Naquele feito reconheceu-se a ausência de provas a respeito do alegado caixa dois e dos gastos ilícitos de campanha, confirmando a sentença de improcedência da ação, como se verifica pela ementa extraída da decisão:

RECURSO. REPRESENTAÇÃO. CAPTAÇÃO OU GASTO ILÍCITO DE RECURSOS. ART. 30-A DA LEI n. 9.504/97. COMBUSTÍVEL. DOAÇÃO IRREGULAR. OMISSÃO DO GASTO. NÃO DEMONSTRADO. IMPROCEDÊNCIA. TEMPESTIVIDADE. LITIGÂNCIA DE MÁ-FÉ. NÃO CONFIGURADA. AUSÊNCIA DE PROVAS. DESPROVIMENTO. ELEIÇÃO 2016.

1. Preliminares. 1.1) Tempestividade. A alteração do horário de funcionamento da zona eleitoral não pode prejudicar o direito de acesso ao Judiciário, ainda que a mudança esteja amparada em portaria. Petição do recurso encaminhado por e-mail institucional do cartório dentro do horário de expediente ordinário da Justiça Eleitoral (18h18min). No primeiro horário do dia seguinte, juntada a petição original. Má-fé não vislumbrada, tampouco prejuízo às garantias processuais; 1.2) A atribuição de culpa à servidora do cartório por informação equivocada, levando à perda do prazo recursal, não autoriza a condenação por litigância de má-fé. Ademais, o conhecimento do recurso deu-se independentemente da alegada informação da servidora acerca do horário de fechamento do cartório; 1.3) Descritos na petição inicial os fatos supostamente irregulares. Inépcia não configurada.

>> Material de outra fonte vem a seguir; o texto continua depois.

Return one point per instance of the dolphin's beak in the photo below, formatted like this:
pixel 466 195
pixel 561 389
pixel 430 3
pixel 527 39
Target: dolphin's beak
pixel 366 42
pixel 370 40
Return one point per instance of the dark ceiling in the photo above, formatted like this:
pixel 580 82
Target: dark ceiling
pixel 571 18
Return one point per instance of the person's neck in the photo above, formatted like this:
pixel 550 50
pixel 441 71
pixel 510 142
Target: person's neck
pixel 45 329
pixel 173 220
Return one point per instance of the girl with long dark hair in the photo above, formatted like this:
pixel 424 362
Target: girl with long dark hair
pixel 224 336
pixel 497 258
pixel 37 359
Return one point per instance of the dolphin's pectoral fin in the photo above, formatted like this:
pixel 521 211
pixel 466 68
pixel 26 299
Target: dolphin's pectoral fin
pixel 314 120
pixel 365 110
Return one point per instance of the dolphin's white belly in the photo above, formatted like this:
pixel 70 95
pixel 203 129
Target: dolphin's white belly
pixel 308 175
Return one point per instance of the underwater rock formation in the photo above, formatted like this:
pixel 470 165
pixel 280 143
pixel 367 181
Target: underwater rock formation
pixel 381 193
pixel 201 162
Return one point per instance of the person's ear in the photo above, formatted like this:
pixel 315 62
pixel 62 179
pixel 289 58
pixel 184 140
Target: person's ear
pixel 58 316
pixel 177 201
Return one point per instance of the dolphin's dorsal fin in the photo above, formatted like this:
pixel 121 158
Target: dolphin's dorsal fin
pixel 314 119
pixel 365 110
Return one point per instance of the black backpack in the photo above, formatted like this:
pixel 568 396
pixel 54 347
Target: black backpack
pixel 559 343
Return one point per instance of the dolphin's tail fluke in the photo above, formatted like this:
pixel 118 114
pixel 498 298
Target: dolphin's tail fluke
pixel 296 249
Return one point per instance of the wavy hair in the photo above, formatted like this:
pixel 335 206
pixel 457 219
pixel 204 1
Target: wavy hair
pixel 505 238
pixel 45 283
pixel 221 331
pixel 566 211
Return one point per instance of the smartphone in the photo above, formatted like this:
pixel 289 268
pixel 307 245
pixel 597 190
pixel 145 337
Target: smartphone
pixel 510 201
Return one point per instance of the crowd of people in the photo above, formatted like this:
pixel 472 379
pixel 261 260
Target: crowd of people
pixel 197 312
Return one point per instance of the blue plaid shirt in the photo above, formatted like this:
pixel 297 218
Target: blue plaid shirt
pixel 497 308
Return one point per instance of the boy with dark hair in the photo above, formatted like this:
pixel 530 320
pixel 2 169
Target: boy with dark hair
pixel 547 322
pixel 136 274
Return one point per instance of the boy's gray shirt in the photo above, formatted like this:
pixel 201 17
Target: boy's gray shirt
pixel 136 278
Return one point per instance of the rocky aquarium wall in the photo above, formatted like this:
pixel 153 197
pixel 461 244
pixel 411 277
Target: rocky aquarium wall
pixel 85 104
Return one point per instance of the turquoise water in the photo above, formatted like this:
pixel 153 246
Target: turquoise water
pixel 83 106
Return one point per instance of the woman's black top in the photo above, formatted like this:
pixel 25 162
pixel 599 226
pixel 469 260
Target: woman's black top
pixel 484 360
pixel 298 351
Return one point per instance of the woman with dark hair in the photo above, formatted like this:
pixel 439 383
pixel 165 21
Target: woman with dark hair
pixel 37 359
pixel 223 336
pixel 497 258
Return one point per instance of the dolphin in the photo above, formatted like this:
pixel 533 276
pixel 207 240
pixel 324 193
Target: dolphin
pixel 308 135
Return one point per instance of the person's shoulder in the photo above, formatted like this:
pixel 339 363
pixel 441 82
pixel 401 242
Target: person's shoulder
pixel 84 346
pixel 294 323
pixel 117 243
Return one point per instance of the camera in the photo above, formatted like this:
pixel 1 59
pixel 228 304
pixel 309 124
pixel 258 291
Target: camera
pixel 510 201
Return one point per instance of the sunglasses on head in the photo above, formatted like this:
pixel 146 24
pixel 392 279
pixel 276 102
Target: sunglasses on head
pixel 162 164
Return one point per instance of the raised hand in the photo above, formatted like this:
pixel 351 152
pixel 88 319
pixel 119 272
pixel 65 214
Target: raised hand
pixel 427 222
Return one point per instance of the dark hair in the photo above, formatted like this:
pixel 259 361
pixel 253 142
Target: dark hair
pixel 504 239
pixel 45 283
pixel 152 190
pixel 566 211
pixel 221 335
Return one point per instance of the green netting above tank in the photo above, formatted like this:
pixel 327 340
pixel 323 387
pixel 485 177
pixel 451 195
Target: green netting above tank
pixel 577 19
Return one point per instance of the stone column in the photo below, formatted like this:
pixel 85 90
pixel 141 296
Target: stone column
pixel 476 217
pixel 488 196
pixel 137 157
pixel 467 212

2. Qualquer partido poderá representar à Justiça Eleitoral, no prazo de 15 dias da diplomação, para apurar condutas relativas a arrecadação e gastos ilícitos de recursos. O art. 30-A da Lei das Eleições tem por desiderato fazer com que as campanhas políticas se desenvolvam e sejam financiadas de forma escorreita e transparente. Sanção de cassação ou denegação do diploma deve ser proporcional à gravidade da conduta praticada, devendo ser aplicada quando comprometer seriamente a higidez das normas de arrecadação e dispêndio de recursos.

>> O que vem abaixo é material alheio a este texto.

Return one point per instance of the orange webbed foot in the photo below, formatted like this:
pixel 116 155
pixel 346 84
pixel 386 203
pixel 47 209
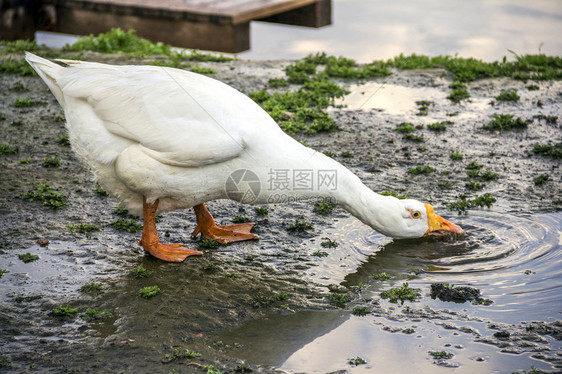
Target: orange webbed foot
pixel 151 242
pixel 170 252
pixel 223 234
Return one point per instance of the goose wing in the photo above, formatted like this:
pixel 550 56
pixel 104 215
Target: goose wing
pixel 178 117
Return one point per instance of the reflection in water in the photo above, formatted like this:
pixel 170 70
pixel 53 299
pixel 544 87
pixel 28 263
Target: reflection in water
pixel 378 29
pixel 494 257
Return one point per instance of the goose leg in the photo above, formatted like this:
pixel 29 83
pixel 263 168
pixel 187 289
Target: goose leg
pixel 223 234
pixel 151 243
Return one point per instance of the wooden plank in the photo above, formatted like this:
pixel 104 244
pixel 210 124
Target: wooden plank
pixel 228 11
pixel 181 33
pixel 317 14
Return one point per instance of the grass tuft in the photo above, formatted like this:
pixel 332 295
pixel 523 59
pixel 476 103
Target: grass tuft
pixel 28 257
pixel 505 122
pixel 46 195
pixel 149 291
pixel 402 293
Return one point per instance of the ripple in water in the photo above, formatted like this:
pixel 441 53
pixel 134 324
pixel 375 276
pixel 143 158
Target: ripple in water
pixel 515 260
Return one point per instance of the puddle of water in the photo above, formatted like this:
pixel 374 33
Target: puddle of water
pixel 62 267
pixel 493 257
pixel 318 351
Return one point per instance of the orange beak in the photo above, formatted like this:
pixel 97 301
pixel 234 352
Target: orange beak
pixel 437 223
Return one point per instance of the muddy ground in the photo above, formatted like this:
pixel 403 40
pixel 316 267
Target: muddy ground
pixel 234 284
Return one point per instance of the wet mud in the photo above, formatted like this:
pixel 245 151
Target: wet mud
pixel 262 305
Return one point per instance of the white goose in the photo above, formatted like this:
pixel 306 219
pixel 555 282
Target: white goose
pixel 161 139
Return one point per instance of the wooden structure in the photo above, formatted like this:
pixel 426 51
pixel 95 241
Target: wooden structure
pixel 219 25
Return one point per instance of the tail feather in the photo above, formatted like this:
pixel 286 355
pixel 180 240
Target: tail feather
pixel 49 72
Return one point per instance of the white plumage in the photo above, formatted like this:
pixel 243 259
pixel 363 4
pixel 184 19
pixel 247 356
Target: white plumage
pixel 175 136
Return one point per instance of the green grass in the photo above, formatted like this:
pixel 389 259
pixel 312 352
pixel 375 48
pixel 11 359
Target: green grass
pixel 423 107
pixel 180 353
pixel 19 46
pixel 508 96
pixel 474 165
pixel 360 311
pixel 299 226
pixel 7 150
pixel 91 287
pixel 405 128
pixel 84 228
pixel 381 276
pixel 64 311
pixel 16 66
pixel 208 243
pixel 486 200
pixel 455 156
pixel 141 272
pixel 202 70
pixel 323 207
pixel 92 314
pixel 505 122
pixel 100 191
pixel 439 126
pixel 541 179
pixel 414 138
pixel 474 186
pixel 402 293
pixel 262 211
pixel 26 102
pixel 28 257
pixel 119 41
pixel 19 87
pixel 488 175
pixel 122 212
pixel 240 219
pixel 149 291
pixel 356 361
pixel 51 162
pixel 328 243
pixel 421 170
pixel 537 67
pixel 552 120
pixel 441 355
pixel 548 150
pixel 45 194
pixel 463 203
pixel 64 141
pixel 320 254
pixel 261 299
pixel 338 299
pixel 128 225
pixel 277 83
pixel 459 92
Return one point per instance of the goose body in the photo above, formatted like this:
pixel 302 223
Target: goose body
pixel 164 139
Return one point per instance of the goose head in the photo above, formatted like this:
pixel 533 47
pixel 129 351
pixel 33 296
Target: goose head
pixel 404 219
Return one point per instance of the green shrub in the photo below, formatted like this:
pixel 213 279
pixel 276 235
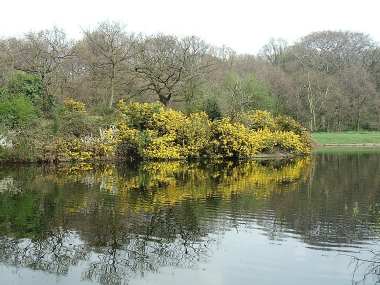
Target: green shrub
pixel 25 84
pixel 16 111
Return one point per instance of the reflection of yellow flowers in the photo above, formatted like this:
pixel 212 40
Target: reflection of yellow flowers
pixel 168 183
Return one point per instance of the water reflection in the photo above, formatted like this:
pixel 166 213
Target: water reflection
pixel 117 222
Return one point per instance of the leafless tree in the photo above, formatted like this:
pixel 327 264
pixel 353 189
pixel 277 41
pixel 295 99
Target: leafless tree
pixel 108 50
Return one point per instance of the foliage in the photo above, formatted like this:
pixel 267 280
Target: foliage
pixel 258 120
pixel 152 132
pixel 27 85
pixel 16 111
pixel 72 105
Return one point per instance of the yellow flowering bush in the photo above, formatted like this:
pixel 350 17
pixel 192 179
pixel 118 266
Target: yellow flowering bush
pixel 153 132
pixel 231 140
pixel 194 135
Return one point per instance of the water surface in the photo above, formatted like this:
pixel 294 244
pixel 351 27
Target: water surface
pixel 269 222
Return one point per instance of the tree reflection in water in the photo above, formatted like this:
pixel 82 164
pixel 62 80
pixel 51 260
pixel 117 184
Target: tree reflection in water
pixel 120 222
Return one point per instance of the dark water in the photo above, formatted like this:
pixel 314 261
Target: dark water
pixel 296 222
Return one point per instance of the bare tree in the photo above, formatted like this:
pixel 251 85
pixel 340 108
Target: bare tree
pixel 166 64
pixel 107 50
pixel 274 51
pixel 41 53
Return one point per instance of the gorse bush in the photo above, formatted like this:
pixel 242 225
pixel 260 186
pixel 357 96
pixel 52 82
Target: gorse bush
pixel 144 131
pixel 154 132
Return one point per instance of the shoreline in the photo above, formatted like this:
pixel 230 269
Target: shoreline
pixel 353 145
pixel 261 156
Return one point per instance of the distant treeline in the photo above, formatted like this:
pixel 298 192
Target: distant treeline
pixel 329 81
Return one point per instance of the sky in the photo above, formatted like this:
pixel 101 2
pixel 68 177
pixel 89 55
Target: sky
pixel 244 25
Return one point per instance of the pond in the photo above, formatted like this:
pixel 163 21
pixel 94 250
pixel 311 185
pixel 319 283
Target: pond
pixel 263 222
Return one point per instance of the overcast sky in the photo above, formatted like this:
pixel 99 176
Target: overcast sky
pixel 244 25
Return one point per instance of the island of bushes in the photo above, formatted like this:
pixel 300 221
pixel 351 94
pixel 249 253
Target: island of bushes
pixel 151 131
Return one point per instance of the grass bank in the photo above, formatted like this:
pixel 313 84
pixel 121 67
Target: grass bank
pixel 349 138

3. Suposta distribuição de vales-combustível a eleitores, em valor expressivo, do qual uma parte seria oriunda de doação irregular, e outra não teria sido declarada na prestação de contas. Inexistente prova de que os recorridos tenham despendido com combustíveis a quantia informada na inicial. Ainda que as doações não derivem da própria atividade dos doadores, os recursos foram declarados na prestação de contas e identificadas as suas origens.

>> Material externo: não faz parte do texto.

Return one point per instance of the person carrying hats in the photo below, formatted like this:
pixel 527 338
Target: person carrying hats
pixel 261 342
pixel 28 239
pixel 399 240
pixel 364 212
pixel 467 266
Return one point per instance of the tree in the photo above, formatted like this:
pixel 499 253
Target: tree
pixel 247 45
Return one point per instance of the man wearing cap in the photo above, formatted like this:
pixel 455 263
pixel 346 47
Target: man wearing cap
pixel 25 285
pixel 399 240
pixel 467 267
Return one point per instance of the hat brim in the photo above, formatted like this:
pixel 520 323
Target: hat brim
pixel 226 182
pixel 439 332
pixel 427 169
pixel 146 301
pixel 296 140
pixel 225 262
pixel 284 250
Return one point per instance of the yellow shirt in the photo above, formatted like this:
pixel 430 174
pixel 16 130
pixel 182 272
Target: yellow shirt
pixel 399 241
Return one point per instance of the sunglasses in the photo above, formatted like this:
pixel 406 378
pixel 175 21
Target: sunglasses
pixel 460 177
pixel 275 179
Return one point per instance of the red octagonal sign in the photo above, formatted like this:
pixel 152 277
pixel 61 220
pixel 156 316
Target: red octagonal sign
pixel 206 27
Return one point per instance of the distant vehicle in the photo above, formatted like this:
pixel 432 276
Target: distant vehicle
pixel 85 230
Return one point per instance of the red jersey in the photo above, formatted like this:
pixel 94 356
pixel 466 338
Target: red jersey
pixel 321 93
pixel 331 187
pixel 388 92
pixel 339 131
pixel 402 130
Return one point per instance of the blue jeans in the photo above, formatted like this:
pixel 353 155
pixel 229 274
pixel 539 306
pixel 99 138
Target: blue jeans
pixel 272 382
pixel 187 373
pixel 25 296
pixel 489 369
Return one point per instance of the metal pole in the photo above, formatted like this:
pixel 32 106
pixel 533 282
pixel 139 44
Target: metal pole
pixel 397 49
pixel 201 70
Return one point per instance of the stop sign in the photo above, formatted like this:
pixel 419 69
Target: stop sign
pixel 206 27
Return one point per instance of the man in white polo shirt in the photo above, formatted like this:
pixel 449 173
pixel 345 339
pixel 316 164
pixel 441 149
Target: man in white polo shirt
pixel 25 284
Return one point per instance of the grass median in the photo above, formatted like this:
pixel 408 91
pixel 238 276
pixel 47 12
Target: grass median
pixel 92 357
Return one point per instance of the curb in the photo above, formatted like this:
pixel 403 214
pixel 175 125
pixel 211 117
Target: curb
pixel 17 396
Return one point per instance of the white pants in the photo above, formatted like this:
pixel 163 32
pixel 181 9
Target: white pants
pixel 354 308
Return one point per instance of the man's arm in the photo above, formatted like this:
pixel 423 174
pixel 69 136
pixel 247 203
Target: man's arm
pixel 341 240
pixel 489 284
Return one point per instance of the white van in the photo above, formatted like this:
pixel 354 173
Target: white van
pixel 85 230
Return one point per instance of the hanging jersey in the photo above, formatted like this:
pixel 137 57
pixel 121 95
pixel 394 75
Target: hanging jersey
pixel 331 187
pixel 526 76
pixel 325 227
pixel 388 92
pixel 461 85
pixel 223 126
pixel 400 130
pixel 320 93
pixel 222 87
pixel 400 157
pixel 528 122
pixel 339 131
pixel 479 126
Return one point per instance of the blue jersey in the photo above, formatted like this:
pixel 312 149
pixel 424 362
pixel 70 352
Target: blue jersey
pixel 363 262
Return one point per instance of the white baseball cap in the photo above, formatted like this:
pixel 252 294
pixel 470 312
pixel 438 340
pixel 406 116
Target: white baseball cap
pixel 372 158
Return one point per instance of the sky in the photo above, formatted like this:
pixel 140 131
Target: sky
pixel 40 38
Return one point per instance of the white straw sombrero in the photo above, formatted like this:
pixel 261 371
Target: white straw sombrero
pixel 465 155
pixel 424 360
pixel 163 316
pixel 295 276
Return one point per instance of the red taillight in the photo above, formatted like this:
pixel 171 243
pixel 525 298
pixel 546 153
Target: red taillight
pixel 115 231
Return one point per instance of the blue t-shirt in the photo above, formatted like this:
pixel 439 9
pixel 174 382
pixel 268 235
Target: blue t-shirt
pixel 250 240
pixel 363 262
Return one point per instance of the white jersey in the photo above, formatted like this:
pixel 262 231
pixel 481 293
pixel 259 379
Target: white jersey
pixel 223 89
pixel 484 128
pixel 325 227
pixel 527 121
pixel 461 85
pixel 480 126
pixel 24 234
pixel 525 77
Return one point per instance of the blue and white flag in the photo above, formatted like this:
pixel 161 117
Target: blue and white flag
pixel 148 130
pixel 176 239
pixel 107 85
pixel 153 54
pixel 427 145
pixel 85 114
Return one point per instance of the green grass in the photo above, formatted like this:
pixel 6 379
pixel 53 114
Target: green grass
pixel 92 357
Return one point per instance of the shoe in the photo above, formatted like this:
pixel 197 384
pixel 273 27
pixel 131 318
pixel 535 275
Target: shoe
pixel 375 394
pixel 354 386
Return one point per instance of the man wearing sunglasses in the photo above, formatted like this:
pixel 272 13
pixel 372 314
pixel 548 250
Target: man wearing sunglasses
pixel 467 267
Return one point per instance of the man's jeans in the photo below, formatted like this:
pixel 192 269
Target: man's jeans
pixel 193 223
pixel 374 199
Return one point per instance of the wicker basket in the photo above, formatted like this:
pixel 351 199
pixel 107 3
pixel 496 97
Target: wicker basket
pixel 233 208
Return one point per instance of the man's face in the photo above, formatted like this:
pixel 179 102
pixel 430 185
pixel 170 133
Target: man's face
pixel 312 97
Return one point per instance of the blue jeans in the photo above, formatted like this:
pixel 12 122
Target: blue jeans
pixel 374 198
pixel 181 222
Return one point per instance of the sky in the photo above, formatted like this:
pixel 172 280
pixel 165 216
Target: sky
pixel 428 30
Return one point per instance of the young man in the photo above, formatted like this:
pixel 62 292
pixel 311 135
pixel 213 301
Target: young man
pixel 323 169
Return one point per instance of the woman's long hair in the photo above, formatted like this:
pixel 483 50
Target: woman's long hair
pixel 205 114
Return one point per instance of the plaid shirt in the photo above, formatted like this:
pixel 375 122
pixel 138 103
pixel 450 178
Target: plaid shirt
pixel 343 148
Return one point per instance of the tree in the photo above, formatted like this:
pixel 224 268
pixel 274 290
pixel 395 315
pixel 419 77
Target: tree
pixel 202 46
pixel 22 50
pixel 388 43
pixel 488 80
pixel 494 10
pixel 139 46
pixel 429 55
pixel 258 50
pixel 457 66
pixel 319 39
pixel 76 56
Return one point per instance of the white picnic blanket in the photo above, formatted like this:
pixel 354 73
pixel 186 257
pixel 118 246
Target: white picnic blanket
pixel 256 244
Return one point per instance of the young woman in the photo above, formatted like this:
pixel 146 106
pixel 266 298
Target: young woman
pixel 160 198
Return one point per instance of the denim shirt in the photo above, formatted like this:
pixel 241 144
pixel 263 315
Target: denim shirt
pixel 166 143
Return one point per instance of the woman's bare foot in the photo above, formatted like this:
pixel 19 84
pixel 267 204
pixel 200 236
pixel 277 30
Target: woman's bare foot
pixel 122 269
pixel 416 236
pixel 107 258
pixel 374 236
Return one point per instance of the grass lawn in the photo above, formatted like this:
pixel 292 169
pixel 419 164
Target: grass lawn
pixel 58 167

4. Existência de recibos eleitorais não declarados na prestação de contas. Ausência de indício de que o gasto correspondente tenha sido revertido para a campanha dos representados. Doadores não foram ouvidos no procedimento investigatório do Ministério Público, nem judicialmente, não havendo provas do alegado recebimento de doações não contabilizadas.

5. Gasto desproporcional em combustível para o uso em apenas dois veículos declarados na prestação de contas. Apurada a utilização de cinco veículos na campanha, além da destinação de parte desse valor para abastecer os carros que participaram de carreata.

Provimento negado.

(TRE-RS, RE 254-30, Rel. Dr. Jamil A. H. Bannura, julgado em 02.8.2017.)

Assim, tratando basicamente dos mesmos fatos e versando as mesmas provas daquele feito, deve ser mantido o juízo de improcedência da ação firmado pelo juízo de primeiro grau.

DIANTE DO EXPOSTO, VOTO por afastar a preliminar e, no mérito, pelo desprovimento do recurso.